More women of color are entering the corporate world, yet they are less likely than men and white women to fill higher positions and earn larger salaries, according to Kirschenbaum. Thirty-nine percent of the women surveyed hold graduate degrees, but only 31 percent are employed in managerial or executive positions.
"Representation of women of color in the workplace in terms of management jobs and above is still very low," Kirschenbaum said. "Only 8 percent of all managers in corporate America are women of color, even though they make up 14 percent of the total workforce, for example. That's a big issue."
Also at issue is the pressure placed on women of color to assimilate into the corporate world, which often establishes a divide between who women are and who they feel they can be at work. There is "pressure to fit in. the feeling that you have to leave half of who you are outside of work," Kirschenbaum said. "And at the same time there's the desire to want to be yourself. It's a paradox."
The three companies selected for the list have set up a variety of methods for dealing with these and other challenges facing working women of color. American Express, led by African American Chief Executive Officer Kenneth Chenault, surveys employees yearly on diversity issues and rates managers on leadership qualities that include skills and attitudes related to diversity. Fannie Mae, headed by African American Chief Executive Officer Franklin Raines, offers an annual women-of-color conference and allows all employees to test out other positions to expand their experience. In response to generally low numbers of women of color employed in technology, IBM has established a four-point strategy of recruiting, developing, mentoring and networking in order to fully support all its employees. Largely because IBM recruits globally, focuses on advancing women of color into executive positions and matches senior executives with new employees, IBM reports the number of female executives of color in the company has grown from 17 in 1995 to 74 today.

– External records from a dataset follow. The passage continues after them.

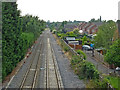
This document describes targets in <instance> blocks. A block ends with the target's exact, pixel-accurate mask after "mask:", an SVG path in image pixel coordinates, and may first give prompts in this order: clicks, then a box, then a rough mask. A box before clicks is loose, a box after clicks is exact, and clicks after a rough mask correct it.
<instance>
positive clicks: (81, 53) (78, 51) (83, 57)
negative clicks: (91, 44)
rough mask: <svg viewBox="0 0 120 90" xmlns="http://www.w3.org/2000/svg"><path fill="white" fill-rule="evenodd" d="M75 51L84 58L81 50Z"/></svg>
mask: <svg viewBox="0 0 120 90" xmlns="http://www.w3.org/2000/svg"><path fill="white" fill-rule="evenodd" d="M77 53H78V54H79V55H81V56H82V57H83V59H84V60H85V59H86V54H85V53H84V52H83V51H82V50H77Z"/></svg>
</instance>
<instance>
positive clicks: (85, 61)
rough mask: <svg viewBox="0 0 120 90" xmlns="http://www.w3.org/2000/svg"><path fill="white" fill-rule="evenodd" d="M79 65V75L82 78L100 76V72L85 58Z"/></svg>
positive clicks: (96, 76) (95, 78)
mask: <svg viewBox="0 0 120 90" xmlns="http://www.w3.org/2000/svg"><path fill="white" fill-rule="evenodd" d="M78 67H79V68H78V75H79V77H80V78H87V79H96V78H97V79H98V78H99V72H98V71H97V69H96V68H95V66H94V65H93V64H92V63H90V62H88V61H85V60H83V61H82V62H81V63H80V64H79V66H78Z"/></svg>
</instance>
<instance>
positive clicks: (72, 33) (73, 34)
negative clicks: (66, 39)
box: [66, 31, 76, 37]
mask: <svg viewBox="0 0 120 90" xmlns="http://www.w3.org/2000/svg"><path fill="white" fill-rule="evenodd" d="M66 35H67V36H70V37H76V34H75V33H74V32H73V31H71V32H67V33H66Z"/></svg>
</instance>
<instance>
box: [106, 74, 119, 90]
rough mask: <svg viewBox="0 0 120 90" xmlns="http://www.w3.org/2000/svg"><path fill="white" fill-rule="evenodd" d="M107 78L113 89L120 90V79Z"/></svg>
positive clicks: (113, 78) (109, 77) (106, 78)
mask: <svg viewBox="0 0 120 90" xmlns="http://www.w3.org/2000/svg"><path fill="white" fill-rule="evenodd" d="M105 78H106V79H107V80H108V82H109V83H110V84H111V85H112V87H114V88H118V90H120V78H118V77H113V76H106V77H105Z"/></svg>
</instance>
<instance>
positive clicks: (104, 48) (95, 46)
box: [95, 20, 120, 67]
mask: <svg viewBox="0 0 120 90" xmlns="http://www.w3.org/2000/svg"><path fill="white" fill-rule="evenodd" d="M95 47H96V48H101V47H102V48H103V51H104V60H105V61H106V62H107V63H109V64H110V65H114V66H115V67H120V38H118V29H117V23H116V22H114V21H112V20H109V21H107V22H105V23H104V24H103V25H102V26H100V27H99V30H98V32H97V36H96V37H95Z"/></svg>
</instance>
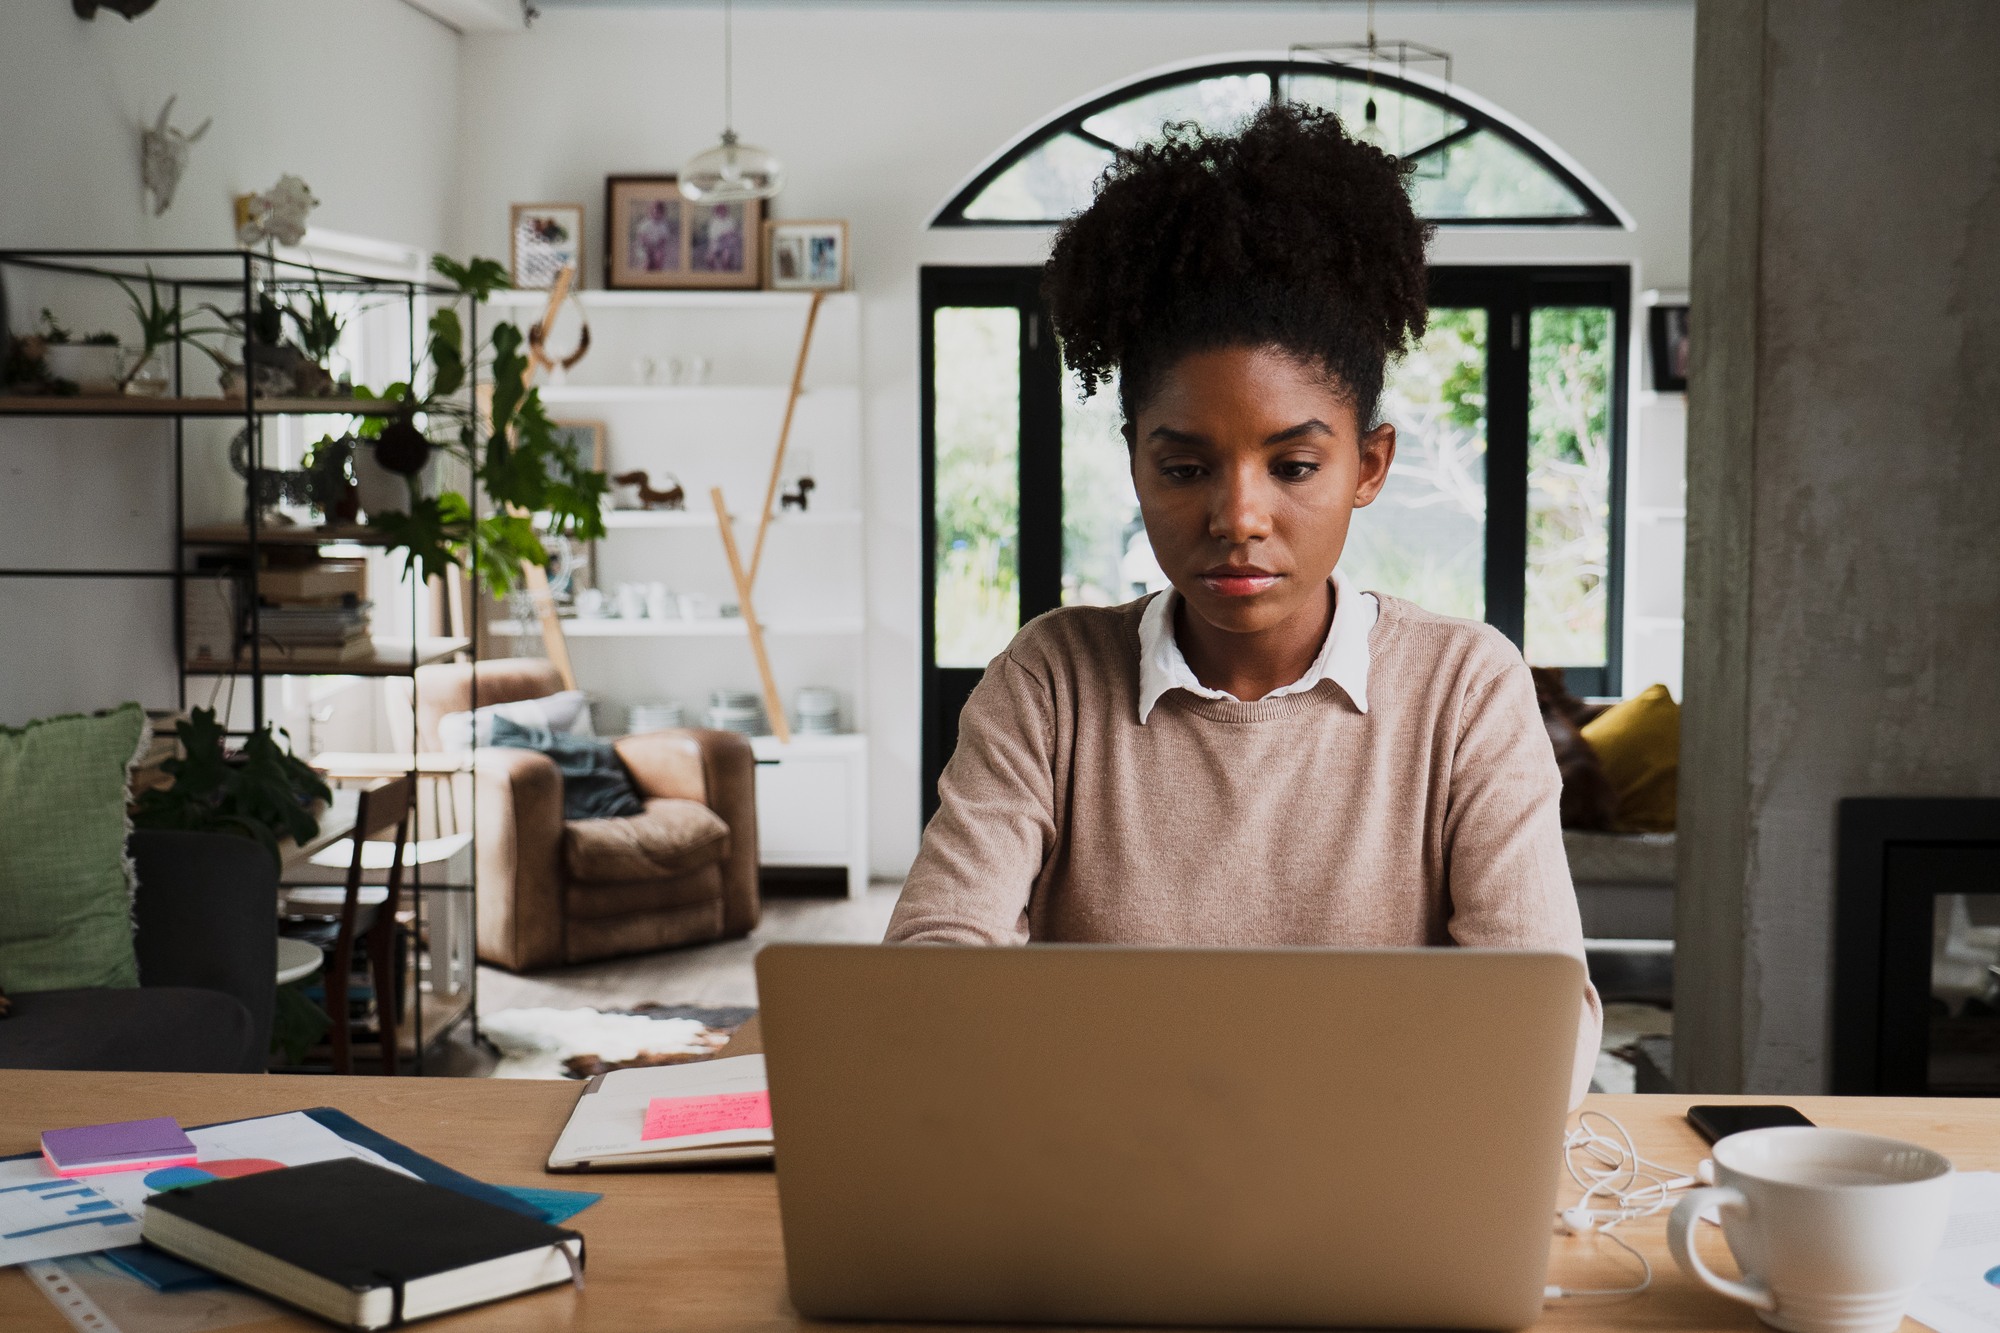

This list also comes at a time when Kirschenbaum says women of all backgrounds are in mass exodus from the corporate sphere and companies are recognizing the need for policies that support all kinds of women.
"Women are leaving the corporate world in droves because it's tough out there," Kirschenbaum said. "They're not able to pursue their goals and they're not getting the advancement they deserve. That's something that cuts across race and ethnicity."
With corporate America proving to be a tough place for all women, regardless of race or ethnicity, Kirschenbaum sees the creation of this list as benefiting all working women. "There may be separate issues that women of color face in their jobs, but there are also a lot of shared experiences," she said. "Creating an alliance in the workplace is going to help everybody."
Kirschenbaum says she hopes the list will not only shed light on various issues surrounding women of color in the workplace, but will foster competition among companies to make their organization the most appealing to prospective employees.
"Making the list says a lot about how a company treats their employees," Kirschenbaum said. "And when you're trying to recruit and retain employees . . . it's very helpful to know what other companies are doing and what the standard is," she added. "We hope to set that standard with our new list."
As more and more women of all colors enroll in college, graduate schools and professional programs, there is an increasing interest among employers in making the most of this trend.
"The talent pool in the next twenty years is going to look very different from the one twenty years back," Kirschenbaum said. "Companies must know how to take advantage of that."
Jill Filipovic is a Women's eNews correspondent in New York.